O sargento
gaúcho Sílvio Delmar Holenbach mereceu as glórias destinadas aos
heróis da gema. Virou nome de colégio, de rua, de auditório, de
zoológico, de praça. Por ter morrido para salvar um menino que ia
ser devorado por ariranhas, incrustou um dos mais pungentes capítulos
no livro de ouro da coragem.
Mas
perdura um esquecimento e a gratidão pode ser mais preciosa que o
bronze dos monumentos. Passados 33 anos, o garoto resgatado das
mandíbulas das ariranhas, Adilson Florêncio da Costa, jamais
procurou a viúva ou os quatro filhos do seu anjo da guarda. Nunca
bateu à porta deles. Nunca telefonou. Nunca enviou sequer um cartão
de Feliz Natal.
Ele nunca perguntou por nós. Mas não cobramos nenhuma atitude dele,
seguimos nossas vidas diz o filho mais velho do sargento, o médico
otorrino Sílvio Delmar Holenbach Júnior, 39 anos.
Herdeiro
do nome e da memória do pai, Sílvio Júnior viu o sargento se
arrojar dentro do viveiro de ariranhas chamadas de lontra-gigante
ou lobo-do-rio. Era agosto de 1977, o militar passeava com a mulher,
Eni Teresinha, e os quatro filhos para comemorar a sua aprovação no
vestibular de Agronomia da Universidade de Brasília (UnB).
Quando
a família já deixava o zoo, ecoaram gritos desesperados do recinto
das ariranhas.

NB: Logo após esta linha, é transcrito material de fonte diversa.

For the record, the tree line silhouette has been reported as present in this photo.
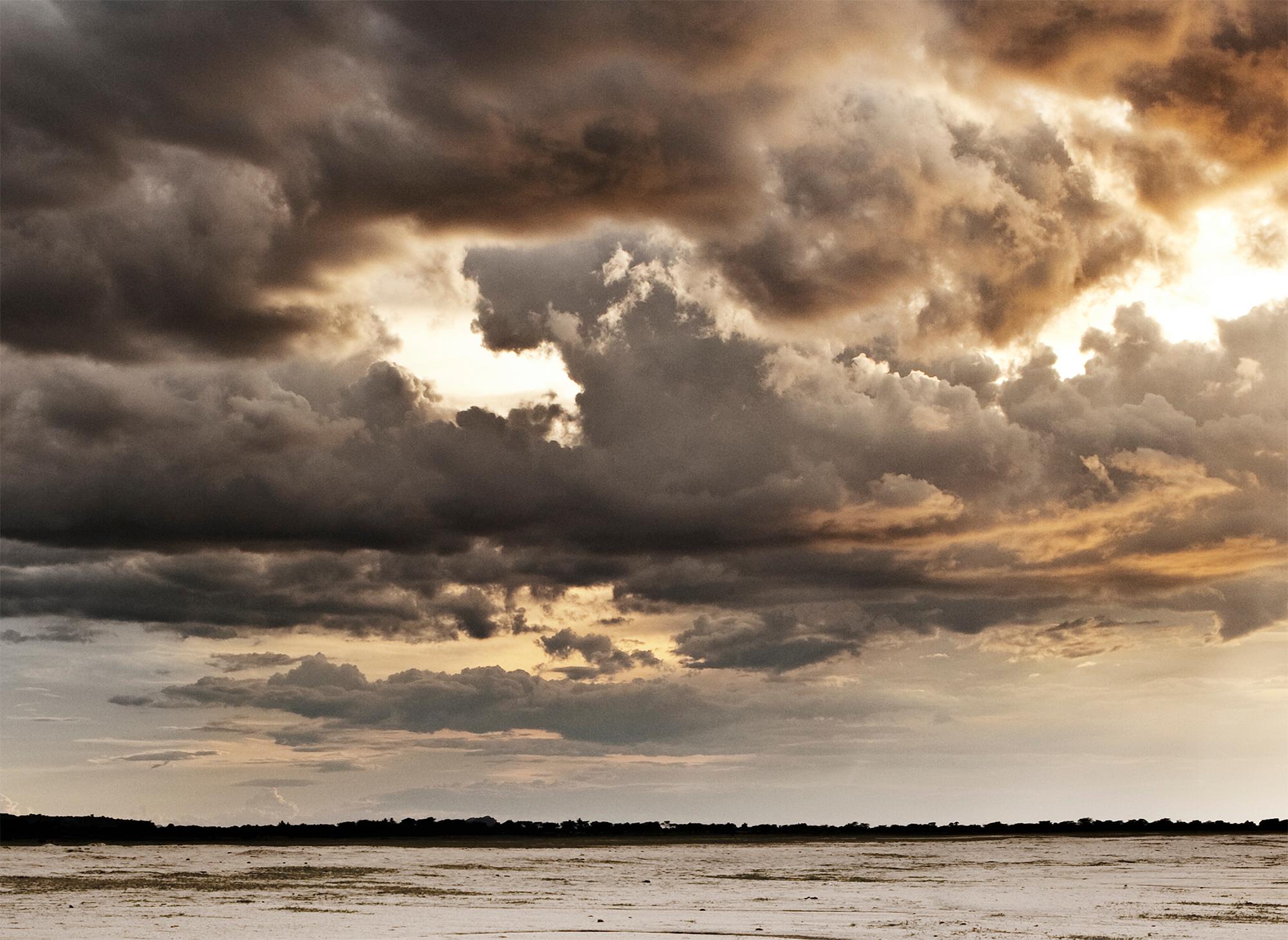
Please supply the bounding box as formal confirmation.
[0,812,1288,845]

Era Adilson, 13 anos, que havia se desequilibrado e
caído entre os animais. Sílvio Júnior testemunhou a reação do
pai:
Ele disse: Tem gente lá dentro. E saiu correndo.
O
sargento pegou Adilson, machucado, e se posicionou na ilhazinha do
fosso. Conseguiu entregar a vítima nos braços de populares que
ficaram na amurada de proteção. Ao tentar saltar da ilha, para se
pendurar na grade, aconteceu a tragédia: as ariranhas o puxaram
pelas pernas, com seus possantes caninos, para dentro da água. Elas
estavam furiosas, imaginavam defender seus filhotes de uma intrusão
humana.
Vi tudo lembra Sílvio Júnior, na época com seis anos.
O
sargento agonizou três dias no Hospital das Forças Armadas (HFA).
Mais de cem lacerações o afligiam, morreu de infecção
generalizada, a água do fosso estava pestilenta. O irônico é que
Sílvio Holenbach fazia um trabalho sem riscos no Exército. Aos 33
anos, longe do front, era burocrata no Serviço de Arquivo Médico do
HFA.
Vítima
das ariranhas prefere o silêncio
Atônita
com o luto precoce, quatro filhos a criar, Eni Teresinha voltou a
Porto Alegre para refazer a vida despedaçada a mordidas. Hoje com 66
anos, ela não gosta de recordar o episódio, prefere que o
primogênito se encarregue da entrevista.
A
família nunca assimilou a perda, mas foi em frente, inspirada na
própria bravura do sargento. Todos os filhos se projetaram. Paulo
Henrique, 38 anos, é analista de sistemas no Banco Regional de
Brasília. Bárbara Cristine, 36 anos, é advogada em Porto Alegre.
Débora Cristina, 33 anos, dá aulas na Universidade Federal do Rio
Grande do Sul (UFRGS).
Morando
em Brasília, Sílvio Júnior acredita que o pai sempre velou pelos
filhos desde o céu dos generosos. Coincidências embalam a crença
nessa intercessão. Uma das mais comoventes: um dos médicos que
atendeu o sargento mutilado, José Carlos Daher, convidou Sílvio
Júnior, três décadas depois, para ser diretor do Hospital Daher.
Detalhe: os dois não se conheciam antes da nomeação.
A
saudade é perpétua, mas o bálsamo do tempo permite análises.
Sílvio Júnior acha que o pai estava predestinado a um fim heroico.
Quando jovem, em Cerro Largo (onde nasceu, na região das Missões),
salvou um desconhecido que se afogava no Rio Jacuí. Ao perceber que
o homem era levado pela correnteza, não hesitou em se jogar às
águas.
Honrarias
eternizam o sacrifício do sargento. O Zoo de Brasília adotou o seu
nome, uma escola de Cerro Largo fez a mesma homenagem. O feito
repercutiu até nos Estados Unidos, o então presidente Jimmy Carter
enviou telegrama de pêsames à família.
Só
quem silenciou foi Adilson da Costa. Vizinho de Sílvio Júnior em
Brasília, trabalha no Postalis, o Instituto de Seguridade Social dos
Correios. ZH o procurou, mas ele mandou dizer via secretária que não
fala sobre o assunto. Sempre evitou falar.